A guard has his back to us. The drone has a clear amount of detail. We’re getting that foggy neon city feeling that I was looking for. This is it.
Now that we’ve got a decent looking image of our drone and guard watching it. We could probably be done. We’re going to try a few moth things and See what Stable Diffusion can do.
This image is great, but it’s not flawless. The most glaring issue is what looks like a partially rendered drone in the top left of the image.
Now I could take this to Affinity Designer (I don’t use Photoshop anymore) and try and remove it, but let’s see if DiffusionBee can do that through inpainting. According to the DiffusionBee documentation inpainting allows me to apply a mask and enter a prompt. Once I do that I can run the model again to change the masked section.
I suppose I could add something else here? For the time being I’m going to enter the same prompt and attempt to remove the blob.
Now that we’ve removed the artifact. Let’s see if we can reframe the picture a little bit. I think we’ll be able to do that using outpainting, which should allow me to use the same tool to extend the existing image.
Using the rule of thirds, I’d like the guard to appear in the first third of the image and the drone in the second third. So I’m going to have DiffusionBee paint a third of space to the left of the guard. Also, this will make have the image appear as a landscape, which which I can use in the hero for this post.
This didn’t work perfectly on the first try. It took four or five tries to get something that seemed consistent. Interestingly the guards was always rendered fine. It was the building in the background that had some issues. Maybe because there’s less detail for the model to work off of?
In any case, I think we’re getting pretty close.

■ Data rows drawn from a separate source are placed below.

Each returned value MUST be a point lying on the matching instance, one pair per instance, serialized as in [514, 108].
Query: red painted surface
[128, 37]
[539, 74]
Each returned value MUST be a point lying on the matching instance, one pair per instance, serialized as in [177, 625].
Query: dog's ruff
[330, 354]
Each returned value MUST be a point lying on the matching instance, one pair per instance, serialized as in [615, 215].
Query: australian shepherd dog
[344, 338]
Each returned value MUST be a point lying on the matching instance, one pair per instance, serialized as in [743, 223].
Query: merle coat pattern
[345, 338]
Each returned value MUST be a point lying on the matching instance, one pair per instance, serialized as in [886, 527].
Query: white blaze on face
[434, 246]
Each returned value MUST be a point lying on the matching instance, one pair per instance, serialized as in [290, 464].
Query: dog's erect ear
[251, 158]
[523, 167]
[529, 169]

I took the image back to inpainting a couple more times to clean up some of the few odd lines here and there. And sharpen the left side of the solider. Then I used Real-ESRGAN to upscale it.
What do you think?
Overall, I’m incredibly impressed at what this technology can do. I had an idea of what I wanted in my head, but it was fuzzy. Stable Diffusion allowed me to iterate on that idea until I got something that was pretty close. It then allowed me to do some refinements on that original idea.
Hope it was interesting walk through this process with me. Would love to hear your thoughts in the comments.
Update: Stable Diffusion 2.0
The images in this post were all made with Stable Diffusion 1.5. A commenter mentioned that he thought version 2.0 produced worse results. Well, what does our 72092 result look like in the new version?
These are definitely a little different, although I’m not sure I’d say they are worse. The renderings seem to contain more detail—or maybe just more contrast? The scale of the people to the environment seems off on a lot of these.
From what I understand 2.0 does not include artist styles. I assume the artists I included in the original prompt are ignored. I’m not sure that has made much of a difference in these results. Perhaps this means that having a good seed makes more of a difference than anything?